Biostatistics-Epidemiology Flashcards
Wilcoxon Signed Rank Test
Wilcoxon rank-sum test is used to compare two independent samples, while Wilcoxon signed-rank test is used to compare two related samples, matched samples, or to conduct a paired difference test of repeated measurements on a single sample to assess whether their population mean ranks differ.
Fischer Test
is a statistical significance test used in analysis of contingency tables. Useful for categorical data that results from classifying objects in two different ways.
Although in practice it is employed when sample sizes are small, it is valid for all sample sizes. It is named after its inventor, Ronald Fisher, and is one of a class of exact tests, so called because the significance of the deviation from a null hypothesis (e.g., p-value) can be calculated exactly, rather than relying on an approximation that becomes exact in the limit as the sample size grows to infinity, as with many statistical tests.

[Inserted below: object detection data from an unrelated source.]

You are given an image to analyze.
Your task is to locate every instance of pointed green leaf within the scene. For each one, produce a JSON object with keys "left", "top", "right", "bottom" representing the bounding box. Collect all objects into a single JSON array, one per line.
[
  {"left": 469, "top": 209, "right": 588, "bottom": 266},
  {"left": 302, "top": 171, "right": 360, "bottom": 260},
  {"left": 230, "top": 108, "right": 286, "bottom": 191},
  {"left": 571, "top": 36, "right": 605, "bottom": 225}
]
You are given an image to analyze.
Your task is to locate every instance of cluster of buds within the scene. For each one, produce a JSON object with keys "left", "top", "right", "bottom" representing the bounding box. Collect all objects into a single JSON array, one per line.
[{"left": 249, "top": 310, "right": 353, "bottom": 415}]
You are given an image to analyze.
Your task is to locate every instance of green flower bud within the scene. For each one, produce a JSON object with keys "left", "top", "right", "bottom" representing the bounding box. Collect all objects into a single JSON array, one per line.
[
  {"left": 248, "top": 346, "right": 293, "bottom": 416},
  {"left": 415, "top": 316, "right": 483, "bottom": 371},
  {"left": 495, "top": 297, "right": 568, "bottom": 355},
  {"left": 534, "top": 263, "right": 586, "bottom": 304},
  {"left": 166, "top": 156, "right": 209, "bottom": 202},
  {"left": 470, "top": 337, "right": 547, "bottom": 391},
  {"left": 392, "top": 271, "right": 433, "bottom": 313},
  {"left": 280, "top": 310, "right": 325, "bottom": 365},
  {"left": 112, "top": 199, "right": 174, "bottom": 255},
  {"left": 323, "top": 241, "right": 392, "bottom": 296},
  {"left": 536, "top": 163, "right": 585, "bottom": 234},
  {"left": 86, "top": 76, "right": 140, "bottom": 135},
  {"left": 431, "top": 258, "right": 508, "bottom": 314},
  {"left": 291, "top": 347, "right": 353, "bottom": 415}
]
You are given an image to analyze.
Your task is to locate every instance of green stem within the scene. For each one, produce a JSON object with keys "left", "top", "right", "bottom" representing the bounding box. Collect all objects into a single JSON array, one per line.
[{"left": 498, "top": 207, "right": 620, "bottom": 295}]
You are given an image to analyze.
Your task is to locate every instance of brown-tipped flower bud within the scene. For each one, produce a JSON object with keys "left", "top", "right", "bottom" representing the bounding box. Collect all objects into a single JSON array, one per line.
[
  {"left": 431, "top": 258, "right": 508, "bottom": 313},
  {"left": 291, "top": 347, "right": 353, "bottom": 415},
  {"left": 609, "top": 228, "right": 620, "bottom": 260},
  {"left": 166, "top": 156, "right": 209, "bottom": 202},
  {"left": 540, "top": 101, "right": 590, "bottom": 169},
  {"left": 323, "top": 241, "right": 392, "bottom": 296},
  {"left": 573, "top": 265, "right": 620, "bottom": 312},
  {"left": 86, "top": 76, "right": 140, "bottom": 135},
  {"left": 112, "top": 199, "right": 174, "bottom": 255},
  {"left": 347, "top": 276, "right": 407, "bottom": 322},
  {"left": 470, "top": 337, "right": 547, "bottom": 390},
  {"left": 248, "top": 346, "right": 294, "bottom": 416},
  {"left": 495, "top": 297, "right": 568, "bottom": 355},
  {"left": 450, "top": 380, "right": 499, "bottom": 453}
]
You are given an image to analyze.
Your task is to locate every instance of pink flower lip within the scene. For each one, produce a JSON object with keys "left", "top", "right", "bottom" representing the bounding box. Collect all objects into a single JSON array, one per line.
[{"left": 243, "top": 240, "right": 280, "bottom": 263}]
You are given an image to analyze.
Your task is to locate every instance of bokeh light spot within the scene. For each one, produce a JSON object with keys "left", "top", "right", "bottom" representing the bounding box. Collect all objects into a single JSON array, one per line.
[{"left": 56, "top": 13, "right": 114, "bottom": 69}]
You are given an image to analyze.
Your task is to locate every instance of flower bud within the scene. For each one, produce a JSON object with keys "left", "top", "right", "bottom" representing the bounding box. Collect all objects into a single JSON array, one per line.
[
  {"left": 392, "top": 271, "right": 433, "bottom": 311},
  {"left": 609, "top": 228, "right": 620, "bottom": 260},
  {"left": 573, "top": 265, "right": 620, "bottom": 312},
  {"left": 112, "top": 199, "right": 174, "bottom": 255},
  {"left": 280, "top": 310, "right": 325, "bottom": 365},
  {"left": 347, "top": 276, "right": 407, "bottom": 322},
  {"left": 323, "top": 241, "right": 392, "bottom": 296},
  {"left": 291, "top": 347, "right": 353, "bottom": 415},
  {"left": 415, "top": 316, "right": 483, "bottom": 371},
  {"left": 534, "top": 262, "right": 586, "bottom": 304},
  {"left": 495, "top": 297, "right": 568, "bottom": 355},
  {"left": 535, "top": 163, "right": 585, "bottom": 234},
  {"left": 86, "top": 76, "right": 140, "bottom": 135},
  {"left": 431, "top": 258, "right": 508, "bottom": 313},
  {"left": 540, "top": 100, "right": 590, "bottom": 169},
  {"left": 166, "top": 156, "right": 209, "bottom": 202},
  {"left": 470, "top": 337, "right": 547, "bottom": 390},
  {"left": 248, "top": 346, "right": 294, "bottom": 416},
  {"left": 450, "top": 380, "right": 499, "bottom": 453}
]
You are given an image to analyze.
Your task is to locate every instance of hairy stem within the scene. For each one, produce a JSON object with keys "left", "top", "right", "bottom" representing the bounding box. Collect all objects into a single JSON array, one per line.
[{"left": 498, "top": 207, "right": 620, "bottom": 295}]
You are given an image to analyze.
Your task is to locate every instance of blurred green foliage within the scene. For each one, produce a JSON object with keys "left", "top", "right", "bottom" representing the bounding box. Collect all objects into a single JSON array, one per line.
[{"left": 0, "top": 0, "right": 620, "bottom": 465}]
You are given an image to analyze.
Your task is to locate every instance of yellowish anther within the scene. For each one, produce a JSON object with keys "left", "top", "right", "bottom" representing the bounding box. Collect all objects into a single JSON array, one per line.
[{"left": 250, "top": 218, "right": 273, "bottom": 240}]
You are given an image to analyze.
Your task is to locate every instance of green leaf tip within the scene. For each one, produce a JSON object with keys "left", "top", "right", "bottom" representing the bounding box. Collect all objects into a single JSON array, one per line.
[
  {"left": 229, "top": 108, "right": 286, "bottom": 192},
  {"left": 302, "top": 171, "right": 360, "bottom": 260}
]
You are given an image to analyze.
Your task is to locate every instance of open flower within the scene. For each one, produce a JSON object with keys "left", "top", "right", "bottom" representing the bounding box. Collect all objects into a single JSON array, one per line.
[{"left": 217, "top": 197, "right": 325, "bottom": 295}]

Fisher is said to have devised the test following a comment from Muriel Bristol, who claimed to be able to detect whether the tea or the milk was added first to her cup. He tested her claim in the “lady tasting tea” experimen
Factorial trial
Factorial trial evaluates two or more treatments simultaneously
Example - ISIS-2 trial which evaluated Aspirin and Streptokinase in STEMI.
In statistics, a full factorial experiment is an experiment whose design consists of two or more factors, each with discrete possible values or “levels”, and whose experimental units take on all possible combinations of these levels across all such factors. A full factorial design may also be called a fully crossed design. Such an experiment allows the investigator to study the effect of each factor on the response variable, as well as the effects of interactions between factors on the response variable.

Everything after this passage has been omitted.